Não tem como. Perdi o movimento dos braços e não alcanço mais no alto. Eu era diarista, fazia todo serviço de casa. Hoje, dependo de uma escada e não consigo sequer estender uma roupa. Tinha uma vida, uma firma (empresa de impressão de sacolas). As crianças tinham tudo, e agora dependo de pensão (por invalidez).
CONTRAPONTO
A mãe de Isabella acredita que Lucilene utilizou sua filha como escudo contra o ex-marido e, assim, provocou a morte da bebê. Thays Ermínia Meira Teodoro, 24 anos, conta que sua vida acabou naquela dia 4 de novembro.

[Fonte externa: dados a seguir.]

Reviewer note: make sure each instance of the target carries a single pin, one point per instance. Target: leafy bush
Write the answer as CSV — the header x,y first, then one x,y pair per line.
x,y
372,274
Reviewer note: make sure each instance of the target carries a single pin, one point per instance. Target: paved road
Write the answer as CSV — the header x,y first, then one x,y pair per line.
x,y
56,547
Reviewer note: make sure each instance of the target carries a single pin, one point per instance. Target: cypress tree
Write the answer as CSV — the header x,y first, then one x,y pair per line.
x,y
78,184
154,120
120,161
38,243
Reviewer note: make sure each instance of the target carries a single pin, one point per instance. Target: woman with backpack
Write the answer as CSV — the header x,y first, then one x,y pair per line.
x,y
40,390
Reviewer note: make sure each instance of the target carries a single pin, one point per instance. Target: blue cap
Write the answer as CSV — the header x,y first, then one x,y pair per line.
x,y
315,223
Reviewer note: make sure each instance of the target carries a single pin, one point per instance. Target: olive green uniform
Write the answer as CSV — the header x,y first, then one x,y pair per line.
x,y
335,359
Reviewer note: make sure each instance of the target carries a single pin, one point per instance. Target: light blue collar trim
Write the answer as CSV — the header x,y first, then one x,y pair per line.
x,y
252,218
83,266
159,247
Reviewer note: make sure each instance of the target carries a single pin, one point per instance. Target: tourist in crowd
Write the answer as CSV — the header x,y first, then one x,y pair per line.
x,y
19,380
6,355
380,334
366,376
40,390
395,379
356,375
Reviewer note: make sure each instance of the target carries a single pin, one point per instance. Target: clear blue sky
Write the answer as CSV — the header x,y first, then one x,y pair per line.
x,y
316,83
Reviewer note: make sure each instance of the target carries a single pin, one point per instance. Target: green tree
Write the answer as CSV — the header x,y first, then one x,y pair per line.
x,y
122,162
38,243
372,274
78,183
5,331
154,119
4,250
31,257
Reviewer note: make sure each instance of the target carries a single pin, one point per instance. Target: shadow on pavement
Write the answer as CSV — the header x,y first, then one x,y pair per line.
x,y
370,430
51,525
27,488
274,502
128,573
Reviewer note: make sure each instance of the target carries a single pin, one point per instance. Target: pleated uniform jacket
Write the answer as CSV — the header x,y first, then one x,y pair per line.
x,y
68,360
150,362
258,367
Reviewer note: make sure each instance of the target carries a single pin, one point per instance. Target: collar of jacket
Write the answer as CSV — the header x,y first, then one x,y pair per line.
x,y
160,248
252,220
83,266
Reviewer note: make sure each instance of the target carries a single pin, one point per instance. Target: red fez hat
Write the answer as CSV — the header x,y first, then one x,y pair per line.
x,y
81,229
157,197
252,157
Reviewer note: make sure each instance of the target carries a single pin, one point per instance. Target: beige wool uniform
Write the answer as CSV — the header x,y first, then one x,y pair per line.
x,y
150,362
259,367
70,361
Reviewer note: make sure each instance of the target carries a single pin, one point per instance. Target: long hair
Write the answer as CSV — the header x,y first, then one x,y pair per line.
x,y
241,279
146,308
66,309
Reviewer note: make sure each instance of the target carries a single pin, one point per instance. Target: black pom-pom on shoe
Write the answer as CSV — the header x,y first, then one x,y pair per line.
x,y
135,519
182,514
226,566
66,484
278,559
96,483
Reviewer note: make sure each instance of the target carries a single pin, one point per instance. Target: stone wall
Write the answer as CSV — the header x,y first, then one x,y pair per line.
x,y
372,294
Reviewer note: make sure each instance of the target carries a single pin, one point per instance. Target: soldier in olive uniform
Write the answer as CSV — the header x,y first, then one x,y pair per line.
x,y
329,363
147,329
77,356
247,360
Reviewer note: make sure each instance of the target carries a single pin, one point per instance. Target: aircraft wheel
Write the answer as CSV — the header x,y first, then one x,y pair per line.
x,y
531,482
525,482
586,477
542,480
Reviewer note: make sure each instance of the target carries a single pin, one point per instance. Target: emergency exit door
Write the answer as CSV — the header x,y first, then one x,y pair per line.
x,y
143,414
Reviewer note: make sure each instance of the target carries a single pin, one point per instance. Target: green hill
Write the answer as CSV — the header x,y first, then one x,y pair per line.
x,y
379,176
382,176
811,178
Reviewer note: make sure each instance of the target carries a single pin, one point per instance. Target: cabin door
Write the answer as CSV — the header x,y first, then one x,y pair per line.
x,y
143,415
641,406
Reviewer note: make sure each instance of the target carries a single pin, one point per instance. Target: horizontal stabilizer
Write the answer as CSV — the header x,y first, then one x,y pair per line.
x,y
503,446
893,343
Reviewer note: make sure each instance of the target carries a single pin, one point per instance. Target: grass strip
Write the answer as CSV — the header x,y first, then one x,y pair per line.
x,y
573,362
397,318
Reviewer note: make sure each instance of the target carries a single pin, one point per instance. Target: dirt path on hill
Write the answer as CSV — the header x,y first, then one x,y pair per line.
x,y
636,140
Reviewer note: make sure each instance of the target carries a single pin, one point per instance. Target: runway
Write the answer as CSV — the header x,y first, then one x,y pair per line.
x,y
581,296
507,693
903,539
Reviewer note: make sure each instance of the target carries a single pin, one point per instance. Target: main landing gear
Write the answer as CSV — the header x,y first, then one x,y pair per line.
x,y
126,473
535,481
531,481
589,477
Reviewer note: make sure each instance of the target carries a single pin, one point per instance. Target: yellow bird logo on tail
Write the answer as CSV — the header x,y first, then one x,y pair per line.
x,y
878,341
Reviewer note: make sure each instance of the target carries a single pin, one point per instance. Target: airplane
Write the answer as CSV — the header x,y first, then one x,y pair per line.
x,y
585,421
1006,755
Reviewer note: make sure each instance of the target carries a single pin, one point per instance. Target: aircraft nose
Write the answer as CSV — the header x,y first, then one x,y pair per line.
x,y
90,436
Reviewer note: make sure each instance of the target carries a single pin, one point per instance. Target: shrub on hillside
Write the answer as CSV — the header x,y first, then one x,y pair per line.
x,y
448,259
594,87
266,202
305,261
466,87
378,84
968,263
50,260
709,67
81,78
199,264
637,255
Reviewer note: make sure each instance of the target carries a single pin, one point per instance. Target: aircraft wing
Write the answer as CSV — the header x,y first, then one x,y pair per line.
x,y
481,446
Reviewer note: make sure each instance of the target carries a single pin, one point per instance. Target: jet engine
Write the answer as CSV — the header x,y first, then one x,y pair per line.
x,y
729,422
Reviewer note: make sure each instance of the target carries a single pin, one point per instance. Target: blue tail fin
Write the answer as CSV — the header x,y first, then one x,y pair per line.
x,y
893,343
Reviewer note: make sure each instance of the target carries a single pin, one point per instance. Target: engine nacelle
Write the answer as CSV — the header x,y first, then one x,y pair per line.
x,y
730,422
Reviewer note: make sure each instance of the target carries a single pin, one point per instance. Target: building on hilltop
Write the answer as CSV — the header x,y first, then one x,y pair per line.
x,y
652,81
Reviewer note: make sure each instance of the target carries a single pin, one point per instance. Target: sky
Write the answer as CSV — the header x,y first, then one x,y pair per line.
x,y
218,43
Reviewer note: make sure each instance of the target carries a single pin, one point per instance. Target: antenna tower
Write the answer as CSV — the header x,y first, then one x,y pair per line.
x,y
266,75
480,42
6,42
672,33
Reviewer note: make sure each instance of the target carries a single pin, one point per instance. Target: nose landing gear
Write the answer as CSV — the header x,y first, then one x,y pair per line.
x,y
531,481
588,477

— Para mim, ela é mais culpada do que ele (Maykon da Silva). Foi ela que pediu para ficar com a menina (naquele final de semana). Estava sob a responsabilidade dela. Ela sabia que a situação estava ruim (com o ex-marido), então jamais deveria ter pego a filha dos outros. Não teve um pingo de decência de cuidar, usou como escudo, para se defender — disse.
Thays afirma que o Ministério Público errou ao não denunciar a Lucilene e admite que enviou áudios acusando a madrinha de Isabella.
— Não digo que ameacei, mas estou no meu direito de lembrar a ela todo dia do que fez com um inocente, um anjinho. Ela é culpada. Por que com os filhos dela não aconteceu nada? Por que não deixou a menina com os filhos dela? Ela deformou a minha filha e acabou com a minha vida — acusa a mãe.
Embora Lucilene tenha dito ao Pioneiro que já existe um processo movido por Thays, a mãe do bebê garantiu que ainda pretende acionar um advogado contra a comadre.